Introduced in 2012, the tax credit allowed eligible workers to claim up to $1,540 in deductions, with an average benefit of $973 for nearly 195,000 taxpayers. However, those aged 65 and older will now see a modest increase in their benefits by $210.
Justification for Changes
The Legault government defends these revisions by citing a trend towards later retirement among Quebecers. The average retirement age has risen from 61.3 years in 2011 to 64.7 years today.
However, there are new penalties for higher-income employees due to changes in the calculation method. From now on, all sources of income, not just salaries, will be factored into this assessment.
Despite these changes, Minister Girard remains optimistic that the removal of this tax incentive will not exacerbate the current labor shortage. He argues that the credit was not a critical factor for many individuals when deciding to remain in the workforce.
Budget Revisions and Future Planning
The elimination of the tax credit is part of a broader strategy that involves a thorough review of 277 tax expenditures aimed at addressing the provincial budget’s $11 billion deficit.
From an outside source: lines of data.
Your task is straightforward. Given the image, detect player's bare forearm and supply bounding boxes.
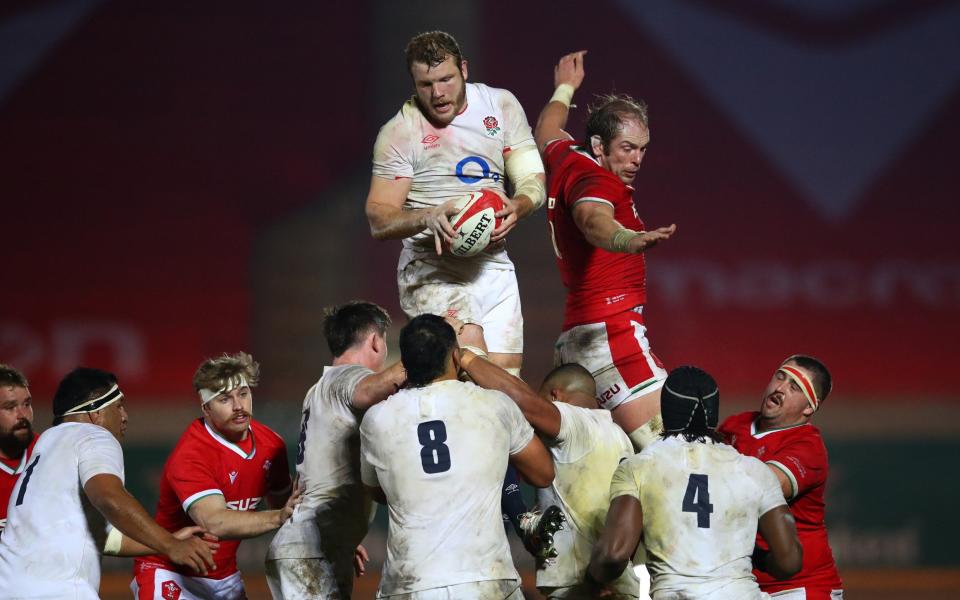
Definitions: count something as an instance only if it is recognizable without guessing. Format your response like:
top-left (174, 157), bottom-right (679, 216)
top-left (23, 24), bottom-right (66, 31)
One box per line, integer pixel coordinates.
top-left (351, 361), bottom-right (407, 410)
top-left (461, 350), bottom-right (560, 438)
top-left (757, 505), bottom-right (803, 579)
top-left (587, 496), bottom-right (643, 583)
Minister Girard claims that the public expects a re-evaluation of financial measures to eliminate those that are no longer warranted. Last spring, the government also cut tax credits for sectors like video games, information technology, and special effects, originally established during a time of high unemployment.
As for the budget deficit, it remains significant, but new revenue streams are anticipated, particularly from the recent alignment with Ottawa on capital gains tax for individuals exceeding $250,000, which is projected to yield an additional $972 million this year.
Nonetheless, caution is advised, as forecasts from the C.D. Howe Institute suggest that the actual revenue may fall short of the government’s projections.
The Finance Minister is preparing for more challenging decisions in the upcoming spring budget presentation, assuring that the government is not resorting to austerity measures and acknowledging the need for ministries to adhere to their budget limits after previous prosperous years.
- Listen to Benoit Dutrizac discuss this issue in podcast format on the QUB platform, also aired on 99.5 FM:
Potential Loss of Tax Credits
If you are between the ages of 60 and 64 and still active in the workforce, you will no longer qualify for a tax credit of up to $1,400 annually.
Additionally, workers aged 65 and over with higher retirement income will also be ineligible. Previously, the tax credit began to decrease for those earning above $42,090; now it will reduce when total income—comprising salary, retirement pensions, investments, and more—exceeds $56,500.
This measure is expected to reduce tax assistance by an average of $973 for nearly 195,000 individuals in Quebec. Conversely, the maximum assistance for those who still qualify will increase by $210, from $1,540 to $1,750.
- Listen to Benoit Dutrizac discuss this issue in podcast format on the QUB platform, also aired on 99.5 FM:
Additional Measures Announced
The government has also allocated $879 million over the next four years to support public transportation systems.
An additional $251 million will be provided this year to aid disaster victims and assist in rebuilding efforts following Hurricane Debby.
Furthermore, $182 million over four years, including $92 million from the federal government, will be directed towards accelerating housing construction.